The Application Notebook, The Application Notebook-07-01-2006, Volume 0, Issue 0

This application note will demonstrate a GC–MS analysis of common polybrominated diphenyl ether (PBDE) congeners. An optimized method will allow the Clarus GC–MS to provide ample separation and high yields of all PBDE congeners. The extended mass range of the Clarus 500 MS and high-mass calibration will produce mass spectra with very high levels of accuracy.

Polybrominated diphenyl ethers (PBDEs) — commonly used flame retardants — are under scrutiny, as a result of their global presence and rapid bioaccumulation. Recently, legislative and commercial groups have initiated programmes to reduce or eliminate specific PBDE congeners because of their potential health threat.

Figure 1

Experimental

GC–MS analysis of PBDEs presents a wide range of challenges. PBDEs are unstable at high temperatures and will rapidly degrade under inappropriate GC conditions. Resulting from their low vapour pressure and high boiling point, a temperature programmed splitless injection must be used to minimize sample contact with metal surfaces in the injector port. Retention time is a critical parameter and must be minimized to avoid degradation. As a result, a short column with a thin stationary phase is optimal. For this application, a 15 M × 0.25 mm i.d. × 0.1 μm film Elite-5ht column was used.

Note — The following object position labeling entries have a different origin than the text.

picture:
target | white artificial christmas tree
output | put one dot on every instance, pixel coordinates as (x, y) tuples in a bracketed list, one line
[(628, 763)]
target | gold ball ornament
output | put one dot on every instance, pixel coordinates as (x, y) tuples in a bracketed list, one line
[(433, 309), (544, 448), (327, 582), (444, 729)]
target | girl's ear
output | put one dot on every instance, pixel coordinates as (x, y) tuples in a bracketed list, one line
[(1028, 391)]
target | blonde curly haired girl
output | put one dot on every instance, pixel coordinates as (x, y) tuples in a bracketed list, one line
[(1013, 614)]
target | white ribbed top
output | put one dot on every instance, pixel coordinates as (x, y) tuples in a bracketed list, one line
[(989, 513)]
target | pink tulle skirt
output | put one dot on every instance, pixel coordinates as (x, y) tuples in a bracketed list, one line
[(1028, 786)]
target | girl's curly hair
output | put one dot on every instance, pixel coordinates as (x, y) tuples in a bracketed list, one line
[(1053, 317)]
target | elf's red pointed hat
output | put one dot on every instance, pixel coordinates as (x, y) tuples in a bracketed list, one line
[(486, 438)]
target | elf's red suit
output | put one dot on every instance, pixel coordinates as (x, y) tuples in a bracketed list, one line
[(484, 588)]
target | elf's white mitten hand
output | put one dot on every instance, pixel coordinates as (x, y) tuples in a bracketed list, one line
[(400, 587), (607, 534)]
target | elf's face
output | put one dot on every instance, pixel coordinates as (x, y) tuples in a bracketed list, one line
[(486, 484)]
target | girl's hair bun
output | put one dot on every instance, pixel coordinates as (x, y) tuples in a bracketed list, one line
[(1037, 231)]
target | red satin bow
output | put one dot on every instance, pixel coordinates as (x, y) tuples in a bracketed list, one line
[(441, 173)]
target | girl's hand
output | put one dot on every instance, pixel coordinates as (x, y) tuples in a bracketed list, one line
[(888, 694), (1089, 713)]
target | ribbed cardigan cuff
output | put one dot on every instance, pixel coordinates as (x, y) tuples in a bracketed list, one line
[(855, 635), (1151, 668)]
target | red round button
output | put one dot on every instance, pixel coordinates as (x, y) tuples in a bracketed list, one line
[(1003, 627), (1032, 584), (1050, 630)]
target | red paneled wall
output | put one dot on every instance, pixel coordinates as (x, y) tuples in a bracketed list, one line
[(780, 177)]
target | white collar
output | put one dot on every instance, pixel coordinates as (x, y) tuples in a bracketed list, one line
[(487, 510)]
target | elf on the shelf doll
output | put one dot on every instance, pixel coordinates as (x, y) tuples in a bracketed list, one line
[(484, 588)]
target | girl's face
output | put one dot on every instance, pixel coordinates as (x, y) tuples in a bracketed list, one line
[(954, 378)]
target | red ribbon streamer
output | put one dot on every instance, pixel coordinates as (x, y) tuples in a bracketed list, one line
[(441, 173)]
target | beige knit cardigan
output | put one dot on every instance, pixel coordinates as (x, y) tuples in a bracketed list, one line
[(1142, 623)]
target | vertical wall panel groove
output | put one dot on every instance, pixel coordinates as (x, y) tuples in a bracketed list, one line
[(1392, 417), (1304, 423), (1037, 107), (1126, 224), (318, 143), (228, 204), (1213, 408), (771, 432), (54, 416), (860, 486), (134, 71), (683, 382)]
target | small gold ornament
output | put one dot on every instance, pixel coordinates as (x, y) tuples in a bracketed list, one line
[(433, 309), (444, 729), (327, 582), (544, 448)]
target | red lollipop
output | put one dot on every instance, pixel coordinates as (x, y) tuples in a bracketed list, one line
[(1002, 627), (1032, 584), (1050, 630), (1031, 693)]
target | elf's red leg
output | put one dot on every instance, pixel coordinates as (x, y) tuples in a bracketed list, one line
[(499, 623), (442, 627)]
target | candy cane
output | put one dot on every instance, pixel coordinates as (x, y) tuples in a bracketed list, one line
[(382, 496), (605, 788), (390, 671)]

High molecular-weight detection by GC–MS requires a non-traditional calibration technique. The ions of the standard calibration gas PFTBA (FC-43, Heptacosa) are limited to mass-calibration fragments up to 614 u. The mass range of the Clarus 500 MS is 2–1200 u. To achieve accurate mass calibration in the upper half of this mass range (600–1200 u), it is necessary to use an alternate mass-calibration standard with known ions above 600 u. This technique uses a GC injection of the Triazine calibration standard, which produces ions up to 1185 u.

Along with GC optimization and high-mass calibration, the data-acquisition functions of the mass spectrometer must be optimized to achieve maximum sensitivity, while collecting sufficient scans across each peak. Different combinations of SIR and scan functions are used to achieve necessary sensitivity.

Results

As demonstrated here, the PerkinElmer Clarus 500 GC–MS provided excellent accuracy, precision and sensitivity in the analysis of PBDE congeners. Ten PBDE congeners were calibrated and optimized. Sensitivity, linearity and stability were checked. A linear calibration range of 10–1000 ppb (50–5000 ppb for Octa- and Deca-BDE) was chosen, as a result of industry requests. Within this range, the curve for Deca-BDE, one of the most challenging flame retardants, demonstrated a linearity of R2 = 0.994. The stability was verified and over 20 Deca-BDE injections had a percent standard deviation for the peak area of 9.6%, showing that the area is extremely reproducible.

Conclusion

The successful use of this application will allow analysis of many PBDE congeners by GC–MS. Method optimization demonstrated run times of less than 10 min, allowing for high throughput. Combining a short run time with system stability and required sensitivity allows for a complete application solution for PBDE analysis.